There is no short answer to that one. But the Ukraine war transfixed Europe because it was on our doorstep, its cruelty was on our screens every night, and it looked horribly like a replay of history. The parallels between Putin’s Russia and Hitler’s Germany of 1939 were terrifying.
Both countries had suffered a period of humiliation: Germany from defeat in the first world war and a ruinous peace settlement; Russia from the collapse of communism and the empire built in its name, aka the Soviet Union. Both suffered a traumatic economic collapse before being stabilised by a murderous, inadequate leader with imperial dreams. Both lived in a propaganda bubble capable of inducing national psychosis. Both used stoked-up grievances of minorities in neighbouring countries as an excuse for imperialist invasion.
Hitler launched the second world war. Where was Putin’s recklessness going to lead? A nuclear catastrophe? Did we not have enough to worry about with the climate teetering at a tipping point?
Vanishingly trivial in the circumstances was the fact that I was upset enough to record and stream a song, called The Poisoner, about it all — the first I had written for years.
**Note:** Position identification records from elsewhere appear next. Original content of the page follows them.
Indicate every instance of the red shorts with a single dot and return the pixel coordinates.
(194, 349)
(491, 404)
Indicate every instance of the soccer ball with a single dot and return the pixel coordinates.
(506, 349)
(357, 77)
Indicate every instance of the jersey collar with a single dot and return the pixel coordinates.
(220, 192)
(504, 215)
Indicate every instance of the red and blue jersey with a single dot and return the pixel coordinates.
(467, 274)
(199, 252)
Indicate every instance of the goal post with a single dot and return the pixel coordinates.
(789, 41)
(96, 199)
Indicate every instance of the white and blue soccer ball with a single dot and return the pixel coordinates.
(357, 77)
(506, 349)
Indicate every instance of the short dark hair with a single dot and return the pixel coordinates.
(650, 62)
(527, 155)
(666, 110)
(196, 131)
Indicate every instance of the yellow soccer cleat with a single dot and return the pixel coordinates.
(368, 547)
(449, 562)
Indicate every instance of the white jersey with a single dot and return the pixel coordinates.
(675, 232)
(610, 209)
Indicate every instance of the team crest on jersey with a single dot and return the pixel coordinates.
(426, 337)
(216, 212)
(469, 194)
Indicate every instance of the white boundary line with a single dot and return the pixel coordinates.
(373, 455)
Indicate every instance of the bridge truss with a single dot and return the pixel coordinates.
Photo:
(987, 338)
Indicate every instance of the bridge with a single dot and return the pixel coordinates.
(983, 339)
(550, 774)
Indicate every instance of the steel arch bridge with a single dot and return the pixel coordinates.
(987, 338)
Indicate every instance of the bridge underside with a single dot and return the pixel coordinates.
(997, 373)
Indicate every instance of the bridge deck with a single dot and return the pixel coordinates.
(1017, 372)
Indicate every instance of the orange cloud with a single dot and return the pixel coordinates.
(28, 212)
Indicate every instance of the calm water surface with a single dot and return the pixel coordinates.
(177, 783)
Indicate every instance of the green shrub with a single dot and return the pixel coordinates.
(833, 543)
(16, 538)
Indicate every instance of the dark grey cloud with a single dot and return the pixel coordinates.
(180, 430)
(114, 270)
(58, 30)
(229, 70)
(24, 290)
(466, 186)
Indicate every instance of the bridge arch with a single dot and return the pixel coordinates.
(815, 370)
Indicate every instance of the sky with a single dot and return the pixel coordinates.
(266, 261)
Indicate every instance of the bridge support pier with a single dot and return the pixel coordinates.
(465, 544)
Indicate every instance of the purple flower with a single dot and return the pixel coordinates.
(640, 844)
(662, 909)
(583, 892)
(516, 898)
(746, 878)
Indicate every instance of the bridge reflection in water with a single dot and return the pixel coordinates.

Almost no-one noticed, and there was no reason why they should. I am unknown, I don’t perform live, and I had done nothing to promote the track. Still, it was disheartening. What was the point of singing if no-one listens?

This mattered to me because, I’d spent years writing two books and recording songs and I’d done nothing with them either.
My ‘singing book’ Tigger and the Tantric Princess had been ready for publication for at least three years. I have no excuses for the delay other than a series of marriages and deaths, lockdown, two bouts of Covid, fear and dread, incompetence in musical production, decrepitude, and above all a wish for a quiet life. I’m self-publishing and have no appetite for the self-promotion needed for it to succeed.
But persuaded by the failure of The Poisoner, I decided that a few readers are better than none and resolved to put the book out regardless, though it would take me a while to straighten out the accompanying album, Henry the Hippy’s Songs of Peace and War.
The book is not only about war. But it does pitch wartime military attitudes, as preserved in boy’s adventure stories, into the peaceable anything-goes milieu of the hippies of India in the early seventies.

Henry the Hippy, who teams up with Tigger and the princess of the title, says at one point: “Hippy talk of peace is only another way of talking about war. How can anyone of our age ignore it? We’re living in the shadow of two horrendous world wars in which our fathers and grandfathers were sent out to kill and die. And it’s still going on. The world wars never stopped. They fragmented into smaller wars, just as terrible for anyone involved, but for the rest of us they have become background noise, something to watch on TV. War has become normal, like bad weather that you hope won’t come your way.”
Now it has come our way, and it could come closer. I don’t pretend that my paltry writing could make a spot of difference, but Henry has a song called The dream of a ridiculous man. The title is taken from a story by Dostoevsky about a man who has a vision of a perfect world in which people live in peace and harmony. He does not say it will happen, only that he has faith that people can better themselves and that it is a vision worth striving for. It’s a very Russian story. If only the Russians, indeed all of us, could take heed of it.